Homework 5 Solutions

22C:116, Spring 2002

Douglas W. Jones
  1. Part A: Rewrite your application code that said write(1,"string\n",7) to operate correctly under the preemptive thread manager (some relevant material is in the notes for lecture 14, but you'll also find help in the UNIX man page for write).

    
    	{
    		int remaining = 7;
    		char* bp = "string\n";
    		for (;;) {
    			int n = write( d, bp, nb );
    			if (errno != EINTR) break;
    			if (n == remaining) break;
    			remaining = remaining - n;
    			bp = bp + n;
    		}
    	}
    
    

    Part B: Package your solution to part A in a function, thread_write, that can be substituted for all calls to write in your program.

    If the delivery of a signal interrupt a write operation, causing it to write fewer bytes than required, we will need to add a thread-safe write routine such as the following:
    
    	int thread_write( int d, char* buf, int nbytes)
    	{
    		int remaining = nbytes;
    		int done = 0;
    		char* bp = buf;
    		for (;;) {
    			int n = write( d, bp, nb );
    			done = done + n;
    			if (errno != EINTR) break;
    			if (n == remaining) break;
    			remaining = remaining - n;
    			bp = bp + n;
    		}
    		return done;
    	}
    
    

  2. For each of the following suggested mechanisms for anticipatory paging, suggest the likelyhood that adding it to the virtual memory system would lead to a significant performance improvement:

    a) We could add a system call "anticipate(x)" that the user can use to predict that a use of page x will come soon, and then urge users to include it in their code whenever they can guess future reference patterns of their program.

    Most users are unlikely to bother inserting calls to anticipate() in their code, and when they try to do so, many users will make poor guesses about which pages they should anticipate using.

    For a few very important applications, however, where the developer can afford the time to instrument the applicaton and find out what pages it references that can be anticipated, use of this system call may lead to significant performance improvements.

    All of this is, however, predicated on the size of the available memory. The set of pages that should be anticaped if there are N available page frames may be significantly different from the set that should be anticipated if there are 2*N page frames. Therefore, while this may allow expensive optimization of a program for a particular system configuration, the entire optimization process may need to be repeated if the configuration is changed.

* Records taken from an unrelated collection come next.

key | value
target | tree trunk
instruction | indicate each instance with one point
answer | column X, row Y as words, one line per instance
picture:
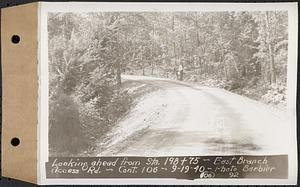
column 271, row 51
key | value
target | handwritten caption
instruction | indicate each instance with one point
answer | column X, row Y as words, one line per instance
column 183, row 167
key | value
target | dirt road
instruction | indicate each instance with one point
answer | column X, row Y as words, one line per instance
column 187, row 119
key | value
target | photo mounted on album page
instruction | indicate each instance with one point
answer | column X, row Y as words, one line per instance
column 167, row 93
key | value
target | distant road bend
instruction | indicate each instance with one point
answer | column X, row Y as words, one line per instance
column 188, row 119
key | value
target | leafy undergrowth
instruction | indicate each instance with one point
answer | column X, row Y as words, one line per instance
column 274, row 95
column 94, row 121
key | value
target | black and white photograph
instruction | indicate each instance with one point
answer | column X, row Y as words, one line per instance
column 169, row 83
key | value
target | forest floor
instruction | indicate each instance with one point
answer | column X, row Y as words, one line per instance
column 170, row 117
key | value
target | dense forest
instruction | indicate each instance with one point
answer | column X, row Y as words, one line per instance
column 243, row 52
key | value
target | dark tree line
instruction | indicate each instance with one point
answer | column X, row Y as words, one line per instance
column 88, row 52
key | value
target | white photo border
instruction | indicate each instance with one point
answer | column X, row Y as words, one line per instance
column 46, row 7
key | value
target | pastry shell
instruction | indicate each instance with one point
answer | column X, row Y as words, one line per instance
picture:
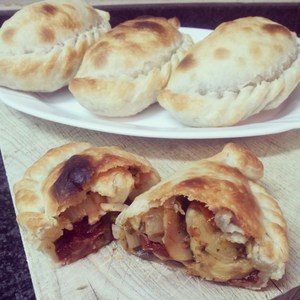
column 42, row 45
column 61, row 180
column 243, row 67
column 243, row 211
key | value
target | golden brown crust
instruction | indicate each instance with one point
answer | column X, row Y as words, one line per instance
column 65, row 177
column 245, row 221
column 243, row 67
column 48, row 57
column 122, row 73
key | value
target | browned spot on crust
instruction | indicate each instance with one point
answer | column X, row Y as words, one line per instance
column 255, row 50
column 187, row 62
column 149, row 26
column 119, row 35
column 274, row 29
column 74, row 176
column 99, row 54
column 221, row 53
column 49, row 9
column 8, row 35
column 247, row 29
column 47, row 35
column 224, row 193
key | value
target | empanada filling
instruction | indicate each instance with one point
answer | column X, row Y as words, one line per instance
column 84, row 238
column 87, row 226
column 186, row 232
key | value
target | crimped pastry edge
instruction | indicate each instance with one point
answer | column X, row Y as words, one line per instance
column 101, row 95
column 213, row 110
column 47, row 74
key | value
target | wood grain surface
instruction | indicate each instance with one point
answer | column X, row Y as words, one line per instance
column 113, row 274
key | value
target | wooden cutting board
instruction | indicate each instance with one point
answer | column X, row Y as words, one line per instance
column 113, row 274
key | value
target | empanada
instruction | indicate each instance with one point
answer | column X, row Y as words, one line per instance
column 42, row 45
column 243, row 67
column 122, row 73
column 68, row 200
column 214, row 219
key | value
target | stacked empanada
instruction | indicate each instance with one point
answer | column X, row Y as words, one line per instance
column 123, row 73
column 42, row 45
column 243, row 67
column 68, row 200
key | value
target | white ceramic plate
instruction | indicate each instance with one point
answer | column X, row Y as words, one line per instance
column 61, row 107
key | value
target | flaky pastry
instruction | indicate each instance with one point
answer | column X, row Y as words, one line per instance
column 124, row 71
column 42, row 45
column 243, row 67
column 68, row 200
column 214, row 219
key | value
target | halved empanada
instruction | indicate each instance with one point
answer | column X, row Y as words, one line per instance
column 68, row 200
column 122, row 74
column 42, row 45
column 243, row 67
column 214, row 219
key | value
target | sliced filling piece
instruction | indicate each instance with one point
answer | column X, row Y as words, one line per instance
column 87, row 226
column 186, row 232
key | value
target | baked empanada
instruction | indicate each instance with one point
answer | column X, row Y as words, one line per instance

    b) We could ask the system to attempt to anticipate user reference patterns. For example, when a page fault occurs for page x, the system could check to see if page x+1 is in memory, and if it is not, schedule a read for that page too, since most memory references tend to be sequential.

    Bringing in not only the page that caused a fault but the next successive page in the address space will pay off quite well for programs that have blocks of sequential memory accesses that are larger than a page. Thus, if the page size is smaller than many of the program's arrays, or if the page size is smaller than many of the functions in the program, this will be likely to pay off, while if the program has choppy code (large numbers of very small functions) and choppy data (lots of small objects, with large objects represented by linked data structures of small pieces), this will not have much advantage.

  3. Problems from the Text:
    Do problem 32 on page 266 in the text.
    If pages can be shared between processes (for example, if read-only code segments are shared, as in most UNIX systems), then such pages can be in multiple working sets.

    Do problem 36 on page 267 in the text.
    If the instruction is load memory-to-register and the instruction contains the absolute 32-bit address of the operand, the instruction itself must be larger than 32 bits.

    Assuming that the machine has word addressable memory, the instruction itself may span a page boundary, but the operand may not (because it is a word), so we could have a total of 3 faults, 2 page faults caused by attempts to fetch the instruction itself and one more fault caused by the operand reference. Here, we assumed that none of the pages involved was in memory to begin with, and we assumed that the first word of the instruction was in the last word of one page.

    If the machine has byte addressable memory and if it supports non-aligned operands, it is possible for this instruction to cause 4 faults because the operand itself may span a page boundary.